Una coppia di mercanti d’arte che, insieme ai figli, si trasferisce in una lussuosa villa in Costa Brava per l’estate. Lì, tra pomeriggi passati in piscina, gite in barca e cene all’aperto, Ana ha solo il tempo di fumare una sigaretta di nascosto o dare da mangiare a un gatto randagio senza essere vista. Bagni da pulire, vetrate da rendere impeccabili, letti da rifare senza pieghe, portate da preparare, vestiti da stirare. La giornata è scandita da doveri. Fino a quando Ana non incontra la domestica dei vicini, Gisela (Nany Tovar), colombiana come lei, che le insegnerà a godersi un po’ di più la sua libertà e le aprirà gli occhi sulle false promesse contrattuali dei suoi rispettabili datori di lavoro.
The Quiet Maid, presented by Steven Soderbergh
Adattamento dell’omonimo cortometraggio del 2020 del trentaduenne Miguel Faus, The Quiet Maid, dopo essere stato proiettato in diversi festival è approdato oltreoceano su HBO Max ricevendo l’Andrews/Bernard Award, premio deciso e finanziato da Steven Soderbergh – il cui nome compare all’inizio del film al fianco di un “presented by”- con la sua casa di produzione, l’Extension 765. Il riconoscimento ha portato il regista spagnolo ad ottenere 100.000 dollari in fondi di post-produzione al Sundance Film Festival del 2023. Ma non è tutto, perché la pellicola è la prima produzione europea ad essere stata finanziata dalla vendita di NTF (un tipo di bene non fungibile che serve per certificare proprietà e autenticità, ndr).
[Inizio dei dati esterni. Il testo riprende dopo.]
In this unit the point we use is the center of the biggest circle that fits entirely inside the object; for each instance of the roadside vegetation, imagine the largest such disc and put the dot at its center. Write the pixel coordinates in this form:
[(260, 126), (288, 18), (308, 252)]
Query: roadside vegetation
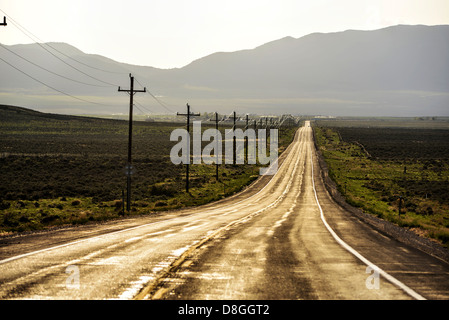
[(60, 170), (383, 170)]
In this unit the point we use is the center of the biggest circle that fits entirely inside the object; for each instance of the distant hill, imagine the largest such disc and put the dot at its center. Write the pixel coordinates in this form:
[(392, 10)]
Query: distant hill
[(395, 71), (19, 114)]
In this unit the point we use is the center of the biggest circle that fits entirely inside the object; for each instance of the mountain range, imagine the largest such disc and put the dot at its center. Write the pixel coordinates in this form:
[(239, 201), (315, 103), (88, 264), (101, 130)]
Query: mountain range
[(396, 71)]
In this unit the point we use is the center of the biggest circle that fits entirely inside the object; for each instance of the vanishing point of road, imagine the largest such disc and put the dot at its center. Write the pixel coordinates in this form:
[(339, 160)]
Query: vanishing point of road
[(281, 238)]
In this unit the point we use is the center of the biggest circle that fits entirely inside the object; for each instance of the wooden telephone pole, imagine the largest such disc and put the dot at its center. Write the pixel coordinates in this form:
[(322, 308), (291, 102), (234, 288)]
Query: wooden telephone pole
[(188, 115), (129, 167), (216, 128), (234, 144)]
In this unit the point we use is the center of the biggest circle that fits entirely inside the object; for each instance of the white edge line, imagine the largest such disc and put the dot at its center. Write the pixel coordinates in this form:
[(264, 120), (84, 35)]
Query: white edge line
[(387, 276), (124, 230)]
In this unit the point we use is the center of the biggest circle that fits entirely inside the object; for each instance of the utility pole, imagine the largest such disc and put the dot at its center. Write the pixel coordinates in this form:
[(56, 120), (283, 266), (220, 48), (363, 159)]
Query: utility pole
[(216, 139), (129, 167), (234, 144), (246, 140), (188, 115)]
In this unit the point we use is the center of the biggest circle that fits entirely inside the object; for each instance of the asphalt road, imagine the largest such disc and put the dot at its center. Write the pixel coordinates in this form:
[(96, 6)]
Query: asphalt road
[(281, 238)]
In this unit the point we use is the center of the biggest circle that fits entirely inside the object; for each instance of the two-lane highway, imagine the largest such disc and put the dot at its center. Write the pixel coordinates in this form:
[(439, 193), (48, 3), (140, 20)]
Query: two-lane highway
[(286, 239)]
Un dato che si intreccia alla perfezione con la trama del film.
Il titolo originale, Calladita, si rifà all’espressione “calladita más bonita” che, se riferito ad una donna, sta a sottolineare come la tranquillità e il silenzio la rendono “più carina”. Non è un caso che per tutto il film i datori di lavoro di Ana vogliano da lei discrezione o che si parli di lei come se la giovane donna non fosse presente. Una semplice domestica e quindi considerata nella scala sociale un bel po’ di gradini sotto chi le paga lo stipendio. Al centro del film l’ottima interpretazione di Paula Grimaldo che incarna le tante sfumature del suo personaggio in un crescendo che porta fino al climax finale. In quest’ottica è interessante il lavoro fatto da Faus sulla regia.
Un film che si muove con la sua protagonista
Dalle immagini statiche della prima parte del film che riflettono le regole seguite da Ana, il suo essere ligia al dovere e la costrizione nella quale sente di trovarsi, ecco che nella seconda parte la macchina da presa la segue liberamente nei movimenti. Una fluidità che va di pari passo con la consapevolezza acquisita dalla protagonista. Brillante grazie alla fotografia satura e vivida di Antonio Galisteo, The Quiet Maid si inserisce in una tradizione cinematografica che porta in scena la lotta di classe e l’ingiustizia sociale.
Lo fa alternando la satira al dramma, prendendosi gioco della pochezza umana di chi è ossessionato dalle apparenze – che sia una cena con ospiti o un post Instagram – e le difficoltà e umiliazioni che deve vivere chi parte svantaggiato a causa del proprio status sociale. The Quiet Maid è un debutto che parte da un soggetto spesso battuto e, in certi casi – basti pensare a Trinagle of Sadness – con esiti molto più esaltanti, ma che ha il pregio di saper trovare la sua cifra e ragion d’essere. Racchiuse in un finale in cui la rivalsa ha un retrogusto doppiamente soddisfacente perché capace di beffarsi di ricchi pretenziosi e piccoli uomini schifosi. “Calladita más bonita”. Fino a quando non ci si ribella.